The Types of Food to Avoid with Atrial Fibrillation

Atrial Fibrillation (AFib) is a condition which involves the heart. Essentially, those beset by AFib have different sections of the heart beating in different patterns as opposed to in unison. There are millions of people not only in the United States, but all around the world who suffer from the aftermath of AFib.

Those with AFib suffer from a number of symptoms — including shortness of breath, body fatigue, rapid beating of the heart, dizziness, and a general hindrance when it comes to exercise. For those with AFib, there are a number of foods to avoid. By not eating these foods, the individuals in question can avoid the distressing symptoms associated with the condition.


Though this shouldn’t be too much of a surprise, the liberal use of alcohol is scientifically reported to be detrimental to one’s heart — particularly those beset by AFib.

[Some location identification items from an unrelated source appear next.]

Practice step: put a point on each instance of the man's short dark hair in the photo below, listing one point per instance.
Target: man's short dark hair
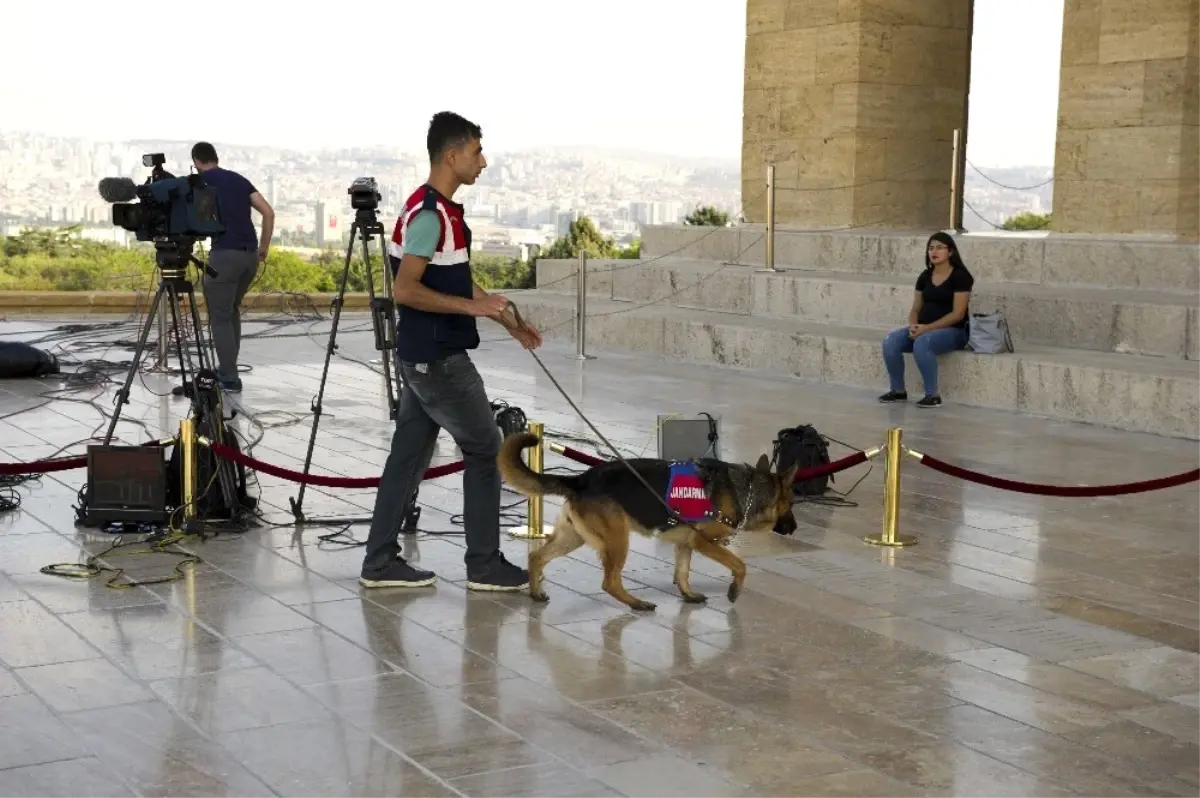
(449, 131)
(204, 153)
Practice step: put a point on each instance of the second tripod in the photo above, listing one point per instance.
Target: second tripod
(173, 255)
(365, 199)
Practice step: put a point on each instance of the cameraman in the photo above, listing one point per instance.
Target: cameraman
(233, 257)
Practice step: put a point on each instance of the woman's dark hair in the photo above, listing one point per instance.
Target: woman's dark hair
(945, 238)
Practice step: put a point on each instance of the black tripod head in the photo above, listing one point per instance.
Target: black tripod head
(172, 253)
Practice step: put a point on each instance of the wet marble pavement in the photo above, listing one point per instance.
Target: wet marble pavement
(1026, 647)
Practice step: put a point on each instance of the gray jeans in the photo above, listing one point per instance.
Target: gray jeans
(447, 395)
(235, 271)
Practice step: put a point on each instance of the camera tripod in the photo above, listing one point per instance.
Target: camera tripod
(383, 318)
(172, 257)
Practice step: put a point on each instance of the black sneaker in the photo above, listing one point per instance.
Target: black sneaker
(498, 576)
(399, 575)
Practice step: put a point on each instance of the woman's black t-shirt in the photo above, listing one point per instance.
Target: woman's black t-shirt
(939, 300)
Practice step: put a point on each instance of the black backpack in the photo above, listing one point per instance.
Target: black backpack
(807, 448)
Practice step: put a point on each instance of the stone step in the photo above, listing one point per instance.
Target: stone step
(1038, 258)
(1132, 393)
(1120, 321)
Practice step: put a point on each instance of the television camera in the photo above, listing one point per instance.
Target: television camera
(173, 213)
(364, 195)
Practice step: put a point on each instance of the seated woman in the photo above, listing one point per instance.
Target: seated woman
(937, 322)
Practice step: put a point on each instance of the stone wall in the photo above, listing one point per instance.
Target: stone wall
(858, 100)
(1129, 118)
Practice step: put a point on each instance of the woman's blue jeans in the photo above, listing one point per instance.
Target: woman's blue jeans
(924, 351)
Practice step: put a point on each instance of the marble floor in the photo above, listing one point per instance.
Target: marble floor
(1026, 646)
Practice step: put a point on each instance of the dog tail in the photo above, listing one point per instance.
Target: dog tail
(523, 479)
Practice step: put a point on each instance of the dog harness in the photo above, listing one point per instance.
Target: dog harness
(687, 495)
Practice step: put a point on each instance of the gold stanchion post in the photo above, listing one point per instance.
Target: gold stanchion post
(187, 473)
(535, 528)
(891, 534)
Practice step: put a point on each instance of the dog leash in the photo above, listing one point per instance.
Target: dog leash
(633, 471)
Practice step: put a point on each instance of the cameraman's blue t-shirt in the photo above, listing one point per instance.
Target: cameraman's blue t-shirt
(234, 193)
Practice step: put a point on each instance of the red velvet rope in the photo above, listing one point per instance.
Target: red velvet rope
(1072, 491)
(51, 466)
(802, 475)
(222, 450)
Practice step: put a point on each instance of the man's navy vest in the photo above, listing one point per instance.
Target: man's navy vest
(423, 336)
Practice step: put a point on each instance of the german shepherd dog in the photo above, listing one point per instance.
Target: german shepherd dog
(607, 501)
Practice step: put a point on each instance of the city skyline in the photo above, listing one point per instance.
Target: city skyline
(527, 76)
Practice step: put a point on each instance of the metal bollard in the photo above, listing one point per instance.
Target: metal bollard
(891, 534)
(581, 310)
(769, 247)
(187, 467)
(535, 528)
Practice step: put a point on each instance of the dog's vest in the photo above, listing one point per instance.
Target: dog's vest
(687, 495)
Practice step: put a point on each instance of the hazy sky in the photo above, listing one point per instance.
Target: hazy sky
(651, 75)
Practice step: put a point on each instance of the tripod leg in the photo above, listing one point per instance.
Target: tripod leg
(207, 401)
(123, 396)
(297, 503)
(387, 321)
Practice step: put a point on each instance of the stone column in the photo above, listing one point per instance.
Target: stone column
(1129, 119)
(856, 103)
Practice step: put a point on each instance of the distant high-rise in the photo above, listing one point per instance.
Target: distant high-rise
(329, 222)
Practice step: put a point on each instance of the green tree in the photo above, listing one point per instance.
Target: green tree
(707, 216)
(1026, 221)
(582, 237)
(497, 273)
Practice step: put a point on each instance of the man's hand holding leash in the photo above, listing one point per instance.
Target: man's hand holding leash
(502, 311)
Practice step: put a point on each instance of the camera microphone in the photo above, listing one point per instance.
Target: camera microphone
(118, 190)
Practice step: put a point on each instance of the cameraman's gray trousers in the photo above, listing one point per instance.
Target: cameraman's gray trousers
(235, 271)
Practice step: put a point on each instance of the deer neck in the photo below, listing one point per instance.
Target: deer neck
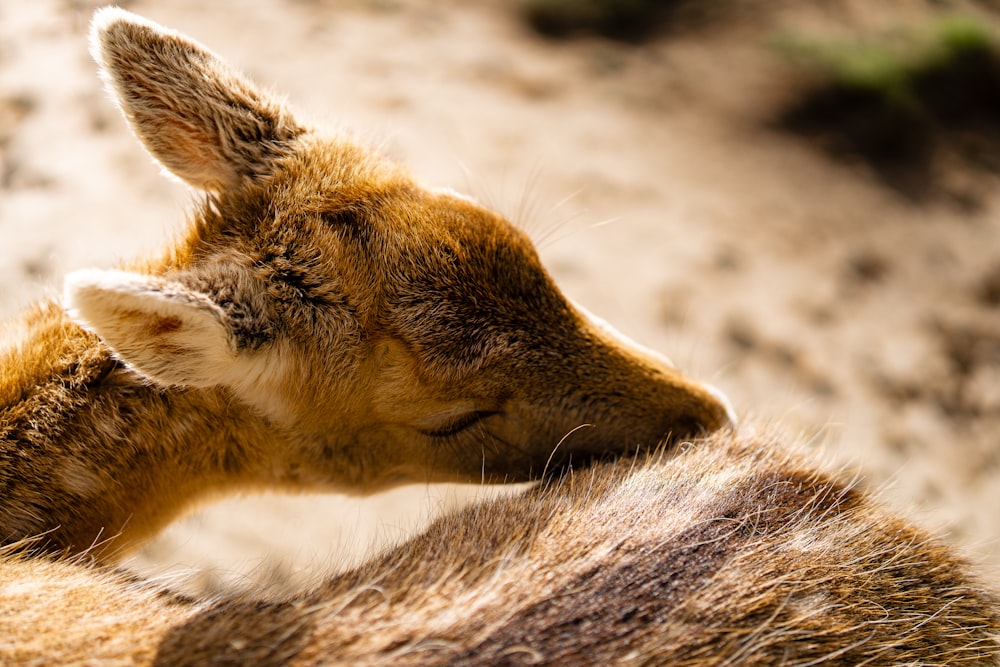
(93, 457)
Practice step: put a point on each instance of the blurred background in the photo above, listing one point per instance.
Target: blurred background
(795, 200)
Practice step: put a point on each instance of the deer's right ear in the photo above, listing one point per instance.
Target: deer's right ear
(198, 117)
(166, 331)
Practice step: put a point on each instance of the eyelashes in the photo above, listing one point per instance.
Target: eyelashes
(459, 424)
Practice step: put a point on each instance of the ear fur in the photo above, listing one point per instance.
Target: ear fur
(199, 118)
(169, 333)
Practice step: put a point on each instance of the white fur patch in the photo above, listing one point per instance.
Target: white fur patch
(164, 330)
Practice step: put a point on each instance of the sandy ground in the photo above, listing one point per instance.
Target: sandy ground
(658, 187)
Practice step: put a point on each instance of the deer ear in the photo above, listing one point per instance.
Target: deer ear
(166, 331)
(199, 118)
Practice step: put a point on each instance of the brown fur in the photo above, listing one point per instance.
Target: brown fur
(324, 322)
(730, 551)
(327, 322)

The suggested amount includes the consumption of only 1-2 alcoholic beverages per day. The abuse of alcohol can lead to some diseases (obesity, sleep apnea/disruption, hypertension) that can hurt the heart. It can also make the appearance of AFib symptoms pop up with more regularity. By cutting down on alcohol consumption or quitting completely, symptoms should lessen considerably.


The presence of too much sugar can be disruptive to overall heart health. By eating foods loaded with sugar over long periods of time with consistent frequency, one opens up the vulnerability to potentially developing AFib. Those with high blood glucose levels could lead to diabetes. From there, diabetic people also have a much higher percentage chance (reportedly) of developing AFib. As such, limiting the consumption of sugary drinks (Gatorade, soda, etc) along with cookies, cakes, and doughnuts is ideal as a preventative measure.


There are healthy fats (from fish, nuts, olive oil) and some not-so healthy fats. More commonly named saturated fats, these often come from butter, red meat, pastries, sugar-laden snacks, cheese, and anything fried. Without question, these types of fat are not good for AFib. Limiting the amount of these sorts of foods will only help one’s heart function at a better level. As opposed to chowing down on fried foods, eating things with fiber (such as fruits and vegetables) appear to be a much wiser choice.

Along with that, limiting salt is key. High sodium levels could lead to hypertension or even something like high blood pressure. This means cutting out processed food as much as possible. By cooking your own food, one can measure exactly how much seasoning they’d want to use rather than relying on something prepackaged.